História sem fim

Escrever sobre Perus 30 anos depois é falar dos mortos de ontem e de hoje, afirma autor

Jornalista conclui “biografia” da vala descoberta em 1990, com mais de mil ossadas

Camilo Vannuchi, Fernando Frazão (Agência Brasil) e Douglas Mansur
Camilo Vannuchi, Fernando Frazão (Agência Brasil) e Douglas Mansur
Violência do Estado mostra que o Brasil ainda tem déficit de civilização

São Paulo – “Escrever sobre a vala de Perus em 2020 é falar dos mortos, dos desaparecidos e dos ocultados de ontem e de hoje”, afirma o jornalista e escritor Camilo Vannuchi. Nesta semana, ele publicou o oitavo e último capítulo da “biografia” da vala clandestina descoberta em 1990. Eram mais de mil ossadas, no Cemitério Dom Bosco, bairro de Perus, na capital paulista.

A iniciativa é do Instituto Vladimir Herzog. Por enquanto, o conteúdo é apenas digital – e pode ser acessado aqui.

“O Estado não é omisso quando exerce deliberadamente a ação de sumir com opositores, criminosos e cidadãos inocentes. Nestes casos, ele é autor do crime”, escreve Vannuchi. “O Estado é omisso quando se exime da responsabilidade de coibir o desaparecimento forçado e punir aqueles que o praticam. Ele também é omisso quando não envida esforços suficientes para prevenir o desaparecimento ou buscar soluções.”

Mortos: a ditadura presente

É um déficit civilizatório a rigor nunca superado. E que chega com força renovada ao governo atual. Vannuchi cita vários momentos em que o agora presidente da República faz, ou fez, apologia de crimes cometidos pela ditadura.

A obra levou três meses para ser concluída. O autor entrevistou 40 pessoas, além de consultar várias fontes de pesquisa. O primeiro capítulo do livro foi lançado em 1º de setembro, nos 30 anos da descoberta da vala de Perus, com um debate virtual.

Perus, ossadas e descobertas

Vannuchi dedica espaço à retomada das análises das ossadas dos mortos de Perus. Da procura de espaço adequado à divergência entre peritos. O período de limbo começou a ser superado em 2014, a partir de protocolo de intenções firmado entre a Secretaria de Direitos Humanos, a Comissão Especial sobre Mortos e Desaparecidos Políticos e a Universidade Federal de São Paulo (Unifesp). O acordo envolveu ainda a Secretaria Municipal de Direitos Humanos e Cidadania. Surgiam o Centro de Antropologia e Arqueologia Forense (Caaf) e o Grupo de Trabalho Perus (GTP).

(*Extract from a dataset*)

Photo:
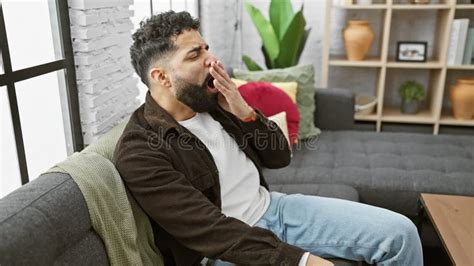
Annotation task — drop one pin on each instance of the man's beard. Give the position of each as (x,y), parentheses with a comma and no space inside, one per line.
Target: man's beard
(197,97)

Foi um longo caminho até que as primeiras amostas chegassem a um laboratório em Sarajevo, capital da Bósnia e Herzegovina , em 2017. E a primeira identificação foi confirmada no início do ano seguinte. A segunda veio no final do mesmo ano. A mudança de governo trouxe ameaças à continuidade do projeto. Mas a história continua sendo contada.